Todos aquellos discursos teóricos se los llevó la marea del tiempo y son joyas arqueoliterarias que uno puede consultar en la red con ciertas limitaciones. A mi parecer, la Universidad está aún más lejos de la realidad que los institutos, y mantiene un celo injustificado sobre sus publicaciones, rara vez disponibles para el público general o para los estudiosos que vivimos al margen de las Facultades. Salvo contadas excepciones -que las hay-, apenas he encontrado profesores universitarios de mi especialidad en la red de quienes aprender y con quienes compartir. Por otro lado, las revistas filológicas siguen siendo para suscriptores, sus estudios son tan opacos y eruditos que no tienen ya sentido con los avances técnicos actuales y, si no cambian las cosas, la imagen del filólogo está condenada a parecerse más a los monjes medievales que a los investigadores del CERN, por ejemplo.
Pero, como estas sesquidécadas son para hablar de literatura y libros, no me quedo con las ganas de comentar dos lecturas que han dejado poso. La primera son las Cartas a Galdós, de Emilia Pardo Bazán, en una edición de Carmen Bravo Villasante de la editorial Turner. Hace poco comentábamos -mis amigas y colegas Conxa, Mª José y yo- la extraña sensación de descubrir las intimidades de dos figuras admirables que, en sus intercambios epistolares, se mueven entre lo más cursi y lo más intelectual: "Pánfilo de mi corazón: rabio también por echarte encima la vista y los brazos y el cuerpote todo. Te aplastaré. Después hablaremos tan dulcemente de literatura y de Academia y de tonterías. ¡Pero antes te morderé un carrillito" (me reservo otros fragmentos impropios del horario infantil...). Desde luego, al pobre Pérez Galdós, a quien doña Emilia llama "ratonciño", sólo le faltaba que Valle lo llamase don Benito el garbancero...
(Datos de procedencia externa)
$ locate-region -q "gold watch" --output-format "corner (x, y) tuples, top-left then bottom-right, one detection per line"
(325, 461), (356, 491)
La otra lectura es una novelita corta de Pedro Antonio de Alarcón, El clavo. Cumple todos los requisitos del culebrón romántico y criminal, y podría convertirse en capítulo de una teleserie actual del género (Bones, por ejemplo). No es nada del otro mundo, pero resulta muy representativa de su época y tiene el gusto por el detalle que cualquier filólogo -incluso los de aula- sabe valorar. Y se puede encontrar en la red, algo que se agradece, porque la clave del futuro es difundir y no esconder.